La France en l’an de grâce 49-3
L’usage du 49-3 de la Constitution a-t-il toujours abouti à des mouvements sociaux ?
Répondons honnêtement et sans aucune forme de tergiversation : non. Depuis quelques années seulement, le 49-3 est devenu un outil éveillant les colères les plus redoutables et les plus tenaces contre ses utilisateurs. Par le passé, la réaction pouvait être bien plus mesurée, l’article fatidique ayant davantage pour but de mettre un terme à un débat parlementaire beaucoup trop long face à une majorité largement acquise au projet soumis. On le voit avec Elisabeth Borne et sa réforme des retraites : ce n’est plus le cas.
Un député de Corrèze, nommé François Hollande, avait résumé cette situation ambiguë dans laquelle pouvait mener le 49-3 quand Dominique de Villepin l’activait alors pour le Contrat première embauche (CPE) le 9 février 2006 : “Le 49-3 est une brutalité, le 49-3 est un déni de démocratie. […] C’est bien le signe que le gouvernement doute de sa réforme et que la mobilisation va prendre de l’ampleur”.

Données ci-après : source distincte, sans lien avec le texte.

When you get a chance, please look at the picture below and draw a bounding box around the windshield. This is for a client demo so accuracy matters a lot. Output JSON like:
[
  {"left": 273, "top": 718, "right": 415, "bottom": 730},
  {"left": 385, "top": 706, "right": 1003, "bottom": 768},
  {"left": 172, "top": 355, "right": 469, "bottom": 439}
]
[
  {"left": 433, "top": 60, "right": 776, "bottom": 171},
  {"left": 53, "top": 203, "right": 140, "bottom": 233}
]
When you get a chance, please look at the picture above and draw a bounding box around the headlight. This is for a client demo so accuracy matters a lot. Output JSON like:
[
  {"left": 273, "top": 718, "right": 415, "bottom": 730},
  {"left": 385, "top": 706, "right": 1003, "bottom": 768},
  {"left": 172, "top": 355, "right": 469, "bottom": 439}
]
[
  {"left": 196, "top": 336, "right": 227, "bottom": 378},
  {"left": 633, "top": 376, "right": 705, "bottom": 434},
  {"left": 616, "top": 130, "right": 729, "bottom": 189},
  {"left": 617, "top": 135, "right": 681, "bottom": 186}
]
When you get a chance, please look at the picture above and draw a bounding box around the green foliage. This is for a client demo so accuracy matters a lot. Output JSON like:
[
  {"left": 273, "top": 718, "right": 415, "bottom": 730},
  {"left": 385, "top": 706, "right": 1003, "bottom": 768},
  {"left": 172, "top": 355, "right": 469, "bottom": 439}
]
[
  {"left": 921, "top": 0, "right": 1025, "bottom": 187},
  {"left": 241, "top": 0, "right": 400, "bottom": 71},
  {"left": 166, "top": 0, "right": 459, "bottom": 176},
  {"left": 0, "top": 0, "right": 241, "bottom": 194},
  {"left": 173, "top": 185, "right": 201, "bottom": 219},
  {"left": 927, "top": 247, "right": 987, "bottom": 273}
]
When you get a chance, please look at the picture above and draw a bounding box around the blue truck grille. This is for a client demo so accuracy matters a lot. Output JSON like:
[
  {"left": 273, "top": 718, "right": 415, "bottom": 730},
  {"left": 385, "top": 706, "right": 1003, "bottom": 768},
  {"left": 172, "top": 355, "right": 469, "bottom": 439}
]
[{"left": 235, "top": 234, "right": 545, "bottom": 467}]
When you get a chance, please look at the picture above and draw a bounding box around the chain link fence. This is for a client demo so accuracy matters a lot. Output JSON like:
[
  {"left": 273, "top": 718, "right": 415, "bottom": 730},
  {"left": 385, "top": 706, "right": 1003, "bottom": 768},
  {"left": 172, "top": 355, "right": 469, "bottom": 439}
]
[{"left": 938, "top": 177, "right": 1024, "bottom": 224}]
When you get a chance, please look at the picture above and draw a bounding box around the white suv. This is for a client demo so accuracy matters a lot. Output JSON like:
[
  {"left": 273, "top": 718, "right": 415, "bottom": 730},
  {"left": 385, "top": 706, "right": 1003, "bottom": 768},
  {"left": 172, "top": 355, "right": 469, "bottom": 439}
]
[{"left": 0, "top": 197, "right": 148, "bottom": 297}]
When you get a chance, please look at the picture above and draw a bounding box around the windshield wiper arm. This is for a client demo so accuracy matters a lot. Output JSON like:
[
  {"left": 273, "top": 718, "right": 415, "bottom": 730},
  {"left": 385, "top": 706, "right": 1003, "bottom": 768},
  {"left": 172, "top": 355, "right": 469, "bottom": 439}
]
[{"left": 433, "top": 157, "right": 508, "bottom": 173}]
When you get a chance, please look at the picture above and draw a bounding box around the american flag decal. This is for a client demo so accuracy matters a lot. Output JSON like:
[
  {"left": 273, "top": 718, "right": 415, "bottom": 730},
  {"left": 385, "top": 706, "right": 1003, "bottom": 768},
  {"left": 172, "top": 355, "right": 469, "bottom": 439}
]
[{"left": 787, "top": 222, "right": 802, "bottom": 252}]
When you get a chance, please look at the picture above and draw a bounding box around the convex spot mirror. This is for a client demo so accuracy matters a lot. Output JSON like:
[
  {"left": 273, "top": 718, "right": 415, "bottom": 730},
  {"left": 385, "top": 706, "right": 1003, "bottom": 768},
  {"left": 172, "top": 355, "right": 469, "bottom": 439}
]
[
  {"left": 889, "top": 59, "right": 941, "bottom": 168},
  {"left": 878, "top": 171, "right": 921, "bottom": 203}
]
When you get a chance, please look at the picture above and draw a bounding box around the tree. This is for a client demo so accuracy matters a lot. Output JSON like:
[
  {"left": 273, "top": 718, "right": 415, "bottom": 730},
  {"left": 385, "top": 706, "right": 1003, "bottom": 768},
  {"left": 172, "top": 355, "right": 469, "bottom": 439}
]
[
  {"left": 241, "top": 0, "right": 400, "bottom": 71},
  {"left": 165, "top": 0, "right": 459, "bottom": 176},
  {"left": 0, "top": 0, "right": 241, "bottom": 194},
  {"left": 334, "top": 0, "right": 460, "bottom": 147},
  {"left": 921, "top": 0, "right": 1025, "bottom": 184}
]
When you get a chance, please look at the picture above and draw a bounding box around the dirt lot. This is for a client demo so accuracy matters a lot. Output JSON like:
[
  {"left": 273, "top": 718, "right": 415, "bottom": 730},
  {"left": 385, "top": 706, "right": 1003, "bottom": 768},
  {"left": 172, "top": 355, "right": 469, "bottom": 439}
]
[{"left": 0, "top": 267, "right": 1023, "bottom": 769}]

À l’époque, la grogne sur le 49-3 était uniquement parlementaire, les groupes d’opposition perdant leur tribune tout en sachant pertinemment que le vote final permettrait de faire passer le texte. En effet, le Premier ministre disposait alors d’une majorité solide et l’utilisation du 49-3 était seulement faite pour gagner du temps.
De plus, depuis 1958, seuls cinq Premiers ministres n’ont pas eu à utiliser “l’arme nucléaire législative”[1] : Lionel Jospin, pourtant l’un des ministres les plus connus pour sa longévité en poste, François Fillon, Jean-Marc Ayrault, Bernard Cazeneuve et Jean Castex.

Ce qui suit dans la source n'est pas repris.